Closed lorenzo-pizzari closed 7 years ago
Hi @lorenzo-pizzari , thanks! Actually, the (server-side) earthquake-detection algorithm doesn't need data beyond the initial threshold violation (by now, at least). This is mainly because not all sensors are capable of doing accurate measurements after few seconds (in seismic wave). For instance, a smartphone (with SeismoCloud app which implements a similar algorithm) begins to vibrate and shift (because it's not fixed to a wall or whatever, but usually in a flat table).

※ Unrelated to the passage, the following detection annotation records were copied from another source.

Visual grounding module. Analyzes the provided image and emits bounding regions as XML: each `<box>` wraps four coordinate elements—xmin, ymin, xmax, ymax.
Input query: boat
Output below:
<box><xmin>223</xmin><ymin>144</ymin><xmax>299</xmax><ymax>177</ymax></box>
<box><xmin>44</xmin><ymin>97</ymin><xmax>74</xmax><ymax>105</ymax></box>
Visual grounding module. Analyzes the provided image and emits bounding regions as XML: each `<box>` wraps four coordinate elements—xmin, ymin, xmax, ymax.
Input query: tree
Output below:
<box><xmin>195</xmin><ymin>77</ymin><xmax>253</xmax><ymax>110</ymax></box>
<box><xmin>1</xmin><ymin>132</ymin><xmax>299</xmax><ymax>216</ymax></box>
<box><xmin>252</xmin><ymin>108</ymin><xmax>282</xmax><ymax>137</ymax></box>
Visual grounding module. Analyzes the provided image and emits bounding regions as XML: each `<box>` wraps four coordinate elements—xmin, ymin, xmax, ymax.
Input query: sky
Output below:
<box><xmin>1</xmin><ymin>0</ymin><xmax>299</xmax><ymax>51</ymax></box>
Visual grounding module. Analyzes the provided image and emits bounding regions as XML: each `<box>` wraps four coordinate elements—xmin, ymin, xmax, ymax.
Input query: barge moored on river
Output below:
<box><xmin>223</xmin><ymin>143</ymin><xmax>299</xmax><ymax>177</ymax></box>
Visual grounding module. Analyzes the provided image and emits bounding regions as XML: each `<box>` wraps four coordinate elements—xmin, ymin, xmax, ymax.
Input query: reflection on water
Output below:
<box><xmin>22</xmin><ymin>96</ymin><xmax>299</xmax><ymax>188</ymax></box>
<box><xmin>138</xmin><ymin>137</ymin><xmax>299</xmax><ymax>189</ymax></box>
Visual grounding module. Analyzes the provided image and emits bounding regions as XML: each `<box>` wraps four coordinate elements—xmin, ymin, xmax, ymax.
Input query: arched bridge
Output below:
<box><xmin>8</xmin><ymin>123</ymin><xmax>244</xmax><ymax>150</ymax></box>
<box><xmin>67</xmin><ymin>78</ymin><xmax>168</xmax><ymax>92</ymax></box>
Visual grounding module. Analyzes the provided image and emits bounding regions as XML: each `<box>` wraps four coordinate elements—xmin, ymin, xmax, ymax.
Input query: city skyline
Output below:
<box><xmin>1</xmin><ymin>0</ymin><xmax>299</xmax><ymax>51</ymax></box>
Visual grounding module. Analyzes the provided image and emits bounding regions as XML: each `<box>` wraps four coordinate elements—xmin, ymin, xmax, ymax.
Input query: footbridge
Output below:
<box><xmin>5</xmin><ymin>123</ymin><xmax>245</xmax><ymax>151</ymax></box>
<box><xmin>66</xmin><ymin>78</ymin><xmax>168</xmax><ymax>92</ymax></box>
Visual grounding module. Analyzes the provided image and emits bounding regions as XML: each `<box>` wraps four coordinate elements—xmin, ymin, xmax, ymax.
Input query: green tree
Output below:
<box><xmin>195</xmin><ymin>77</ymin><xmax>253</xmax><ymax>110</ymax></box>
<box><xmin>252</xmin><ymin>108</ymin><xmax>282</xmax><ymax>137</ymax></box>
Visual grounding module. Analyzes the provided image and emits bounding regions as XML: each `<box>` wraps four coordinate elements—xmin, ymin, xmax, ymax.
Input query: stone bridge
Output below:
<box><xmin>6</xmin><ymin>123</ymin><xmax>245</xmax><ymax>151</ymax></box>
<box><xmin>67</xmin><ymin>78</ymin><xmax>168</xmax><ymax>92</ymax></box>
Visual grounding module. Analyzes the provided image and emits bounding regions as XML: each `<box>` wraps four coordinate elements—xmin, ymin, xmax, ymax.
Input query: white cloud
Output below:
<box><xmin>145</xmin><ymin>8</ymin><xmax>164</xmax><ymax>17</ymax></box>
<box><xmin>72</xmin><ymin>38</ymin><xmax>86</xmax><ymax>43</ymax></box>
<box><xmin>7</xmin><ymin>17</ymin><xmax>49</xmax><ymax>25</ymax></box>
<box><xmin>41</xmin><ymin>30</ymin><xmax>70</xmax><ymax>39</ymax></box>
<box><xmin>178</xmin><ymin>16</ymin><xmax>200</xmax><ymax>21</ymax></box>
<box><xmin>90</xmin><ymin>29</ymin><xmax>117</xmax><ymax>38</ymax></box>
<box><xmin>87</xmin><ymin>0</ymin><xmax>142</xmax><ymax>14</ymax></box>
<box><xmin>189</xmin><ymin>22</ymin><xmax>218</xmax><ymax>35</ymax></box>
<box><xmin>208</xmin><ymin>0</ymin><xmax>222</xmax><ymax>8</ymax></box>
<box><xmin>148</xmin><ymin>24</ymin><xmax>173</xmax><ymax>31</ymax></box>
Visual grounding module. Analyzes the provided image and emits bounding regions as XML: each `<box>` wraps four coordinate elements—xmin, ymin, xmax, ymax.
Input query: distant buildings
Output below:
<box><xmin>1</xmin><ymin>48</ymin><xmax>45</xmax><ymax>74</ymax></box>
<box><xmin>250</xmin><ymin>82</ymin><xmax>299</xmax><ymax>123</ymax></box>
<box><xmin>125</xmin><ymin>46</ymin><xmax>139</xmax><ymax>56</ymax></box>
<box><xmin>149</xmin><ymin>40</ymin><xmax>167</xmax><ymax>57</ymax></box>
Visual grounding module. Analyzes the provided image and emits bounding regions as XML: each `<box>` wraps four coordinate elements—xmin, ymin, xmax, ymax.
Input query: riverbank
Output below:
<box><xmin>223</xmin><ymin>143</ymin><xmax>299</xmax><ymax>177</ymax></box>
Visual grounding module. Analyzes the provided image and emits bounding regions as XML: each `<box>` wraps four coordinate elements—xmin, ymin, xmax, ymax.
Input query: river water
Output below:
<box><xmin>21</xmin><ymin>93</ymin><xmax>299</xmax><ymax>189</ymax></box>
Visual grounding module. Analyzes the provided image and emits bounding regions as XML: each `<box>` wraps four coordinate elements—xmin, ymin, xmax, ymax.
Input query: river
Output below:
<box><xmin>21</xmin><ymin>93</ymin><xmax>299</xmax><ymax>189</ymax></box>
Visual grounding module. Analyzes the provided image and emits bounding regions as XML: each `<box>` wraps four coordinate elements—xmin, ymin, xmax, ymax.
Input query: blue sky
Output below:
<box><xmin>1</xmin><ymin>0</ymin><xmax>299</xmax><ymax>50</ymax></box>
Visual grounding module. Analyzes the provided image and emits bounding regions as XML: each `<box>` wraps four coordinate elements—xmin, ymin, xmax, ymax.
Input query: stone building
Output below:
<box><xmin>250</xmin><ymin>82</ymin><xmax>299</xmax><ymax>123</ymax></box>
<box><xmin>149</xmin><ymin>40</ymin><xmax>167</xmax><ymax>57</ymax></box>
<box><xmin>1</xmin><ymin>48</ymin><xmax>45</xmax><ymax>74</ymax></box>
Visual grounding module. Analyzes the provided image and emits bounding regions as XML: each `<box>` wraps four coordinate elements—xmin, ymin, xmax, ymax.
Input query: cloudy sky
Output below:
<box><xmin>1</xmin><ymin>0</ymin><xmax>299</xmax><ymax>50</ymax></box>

However, we'll add a feature to export a data-flow (eg. for long-term storage and analysis) in the near future :-)
Thanks Enrico,
I'm just looking around for my thesis project that's about scalable infrastructure for management of traffic peaks coming from wireless sensor networks.
If you're interested in, we're switching to MQTT (with a fallback to HTTP) also because of traffic peaks: based on tests that I've done for my BSc thesis, an MQTT implementation is capable to handle hundred of thousands of "messages per seconds" (in this case, wave signaling), as opposite to HTTP which is capable to handle just 1-3k messages per seconds. (test environment includes Apache HTTP client libraries, and Eclipse Paho MQTT client library)
Also, some MQTT broker implementations (such as RabbitMQ) have features that allows the creation of scalable stateless instances, which can be used in a container platform (Docker-based, for example) to build an (automatic) scalable system. We're doing just this on the backend.
Hi, I was looking at the code. Nice job!
I've seen that the device send his status every 14 mins and when an event occurs send a data packet every 5 seconds.
My question is: Why there is this 5 seconds delay during the event? More data isn't better?